If you go on a vertical rollercoaster, you want to feel the thrill, the fear, the exhilaration.
If you go on a meditation retreat, you want to feel the calm, the clarity, the stillness.
If you go to shop online, you want to feel the simplicity, the ease, the satisfaction.
Whether you’re aware of it or not, you tend to chose experiences to make you feel something.
For example, when you go to the cinema to watch a great movie, as well as being entertained, you want to feel something. You connect with the characters, get lost in their reality and share their experiences. The emotions you experience about their story; the fear, tension, relief, joy, feel real to you. You experience those feelings in your own body.
That’s what you expect, that’s why you go.
When the movie is finished, you can replay it over and over again in your mind and experience the same feelings in your body as when you were actually watching it. You can experience the same fear, tension, relief, joy and yet the movie is not playing in front of you, it’s just playing out as thoughts inside your head.
Have you ever sat back and asked yourself how does that work? How can you experience something when it’s not there right in front of you in reality?
It may seem like an odd question, but when you look into your everyday experience, both in the workplace and at home, you’ll recognise that you play your own movies in your head all day long and you experience the feelings that go with them, day-in and day-out.
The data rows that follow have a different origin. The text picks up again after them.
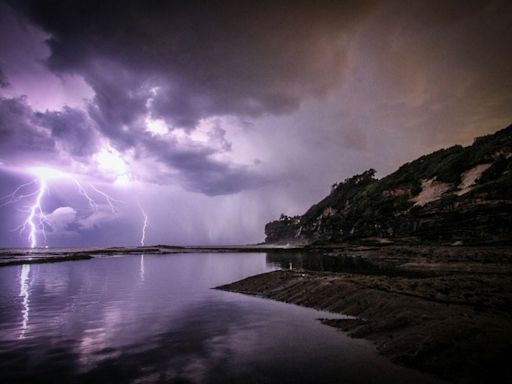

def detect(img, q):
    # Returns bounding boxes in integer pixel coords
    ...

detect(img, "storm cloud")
[0,96,56,163]
[9,1,374,126]
[0,66,8,88]
[0,0,511,246]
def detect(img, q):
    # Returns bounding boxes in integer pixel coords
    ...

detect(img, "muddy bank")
[217,268,512,383]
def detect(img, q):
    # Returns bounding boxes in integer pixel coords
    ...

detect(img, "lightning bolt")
[19,264,31,339]
[2,177,48,248]
[136,198,148,282]
[0,180,38,208]
[2,167,120,248]
[139,204,148,246]
[140,254,145,282]
[25,176,48,249]
[88,183,119,213]
[71,177,98,211]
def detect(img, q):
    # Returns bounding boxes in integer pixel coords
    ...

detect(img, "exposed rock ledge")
[217,268,512,383]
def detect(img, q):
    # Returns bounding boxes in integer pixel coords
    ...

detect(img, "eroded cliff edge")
[265,125,512,245]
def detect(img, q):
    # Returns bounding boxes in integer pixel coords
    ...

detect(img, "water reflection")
[267,251,433,277]
[140,254,145,282]
[0,253,443,384]
[19,264,30,339]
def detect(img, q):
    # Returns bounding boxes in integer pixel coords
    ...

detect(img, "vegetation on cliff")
[265,125,512,244]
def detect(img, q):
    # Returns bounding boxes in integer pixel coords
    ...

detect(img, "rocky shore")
[218,246,512,383]
[0,244,302,267]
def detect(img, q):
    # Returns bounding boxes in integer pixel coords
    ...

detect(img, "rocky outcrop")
[264,214,301,244]
[265,124,512,245]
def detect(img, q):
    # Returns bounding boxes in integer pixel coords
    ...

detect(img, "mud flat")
[217,247,512,383]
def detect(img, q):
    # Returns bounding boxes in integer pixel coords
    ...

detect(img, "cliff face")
[265,125,512,245]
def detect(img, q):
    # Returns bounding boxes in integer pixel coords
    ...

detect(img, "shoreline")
[3,241,512,268]
[0,244,308,267]
[217,246,512,383]
[2,243,512,382]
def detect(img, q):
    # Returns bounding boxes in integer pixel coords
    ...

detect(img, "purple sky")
[0,0,511,247]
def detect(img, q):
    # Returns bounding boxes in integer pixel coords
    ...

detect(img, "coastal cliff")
[265,125,512,245]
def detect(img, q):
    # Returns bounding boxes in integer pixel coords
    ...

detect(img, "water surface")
[0,252,443,383]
For example:
You think about a circumstance in the past that’s upsetting to you, you feel the emotional hurt and physical tears can well up in your eyes.
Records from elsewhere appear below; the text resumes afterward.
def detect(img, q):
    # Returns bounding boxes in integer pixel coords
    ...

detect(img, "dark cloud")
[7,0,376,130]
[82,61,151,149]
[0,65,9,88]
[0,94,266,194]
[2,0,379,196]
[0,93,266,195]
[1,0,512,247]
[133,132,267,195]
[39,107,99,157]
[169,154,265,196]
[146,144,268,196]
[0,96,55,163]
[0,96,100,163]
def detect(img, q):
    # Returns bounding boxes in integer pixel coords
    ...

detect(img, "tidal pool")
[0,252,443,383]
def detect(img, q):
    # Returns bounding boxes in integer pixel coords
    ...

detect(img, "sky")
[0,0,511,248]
You think about a circumstance in the future that’s worrying you, you feel the emotional anxiety and physical tension churns in your stomach.
These past and future circumstances are thoughts that you’re experiencing in your own head. They’re not actually happening in reality, yet the moment you think about them, they seem like the real deal.
That’s because inside of you, you create your own uniquely personal 4DX cinema experience through an intimate connection between your thoughts and your sensory system that generate your feelings.
It’s job is to give you the most realistic experience of what you have your attention on at any given moment. It brings to life all your idea’s, concepts, beliefs and perceptions about any given activity, circumstance or person. It can generate any feeling and any sensation, and it does that through the power of thought.
And that’s because thought and feeling are one system. You have a thought, which creates a feeling. You have an experience of your thought. Whatever you have your attention on will be what you’re experiencing, whether it’s in the past, future or in front of you right now.
Even if you feel something but don’t have a conscious thought, subconscious thought patterns and habits of thinking are running behind the scenes and creating that feeling.
Like most people you’ve innocently been led to believe that activities, circumstances and other people are the cause of your feelings. “That person made me feel like this.” “Whenever I think about that situation, I feel stressed.” “That walk made me feel calm.”
It’s actually your own thoughts that create your experience. You’re not taught this in school, or from your parents or your peers, so like most people you’ll attribute your feelings to something outside of yourself, yet all of your experience is happening inside of you, powered by your own thoughts. It’s how your system works.
So what’s the purpose of understanding this? How useful is it in everyday life?
Here’s a simple example.
You have a deadline hurtling towards you and you’re feeling stressed-out about delivering on time. Those feelings of stress are being created by your thoughts about the deadline and not the deadline itself.
You might have thoughts like “If I don’t hit this deadline my reputation’s on the line.” or “It will be a disaster if I miss this launch.” or “I can’t creative under this amount of pressure.” All these thoughts will keep you experiencing feelings of stress.
But once you start to see that you’re generating those feelings of stress from your own thinking – you’re literally doing it to yourself – you have the opportunity to see through your own thinking, let your mind settle and bring your focus back to the job in hand.
The more you see this for yourself, the more time you can spend in the flow.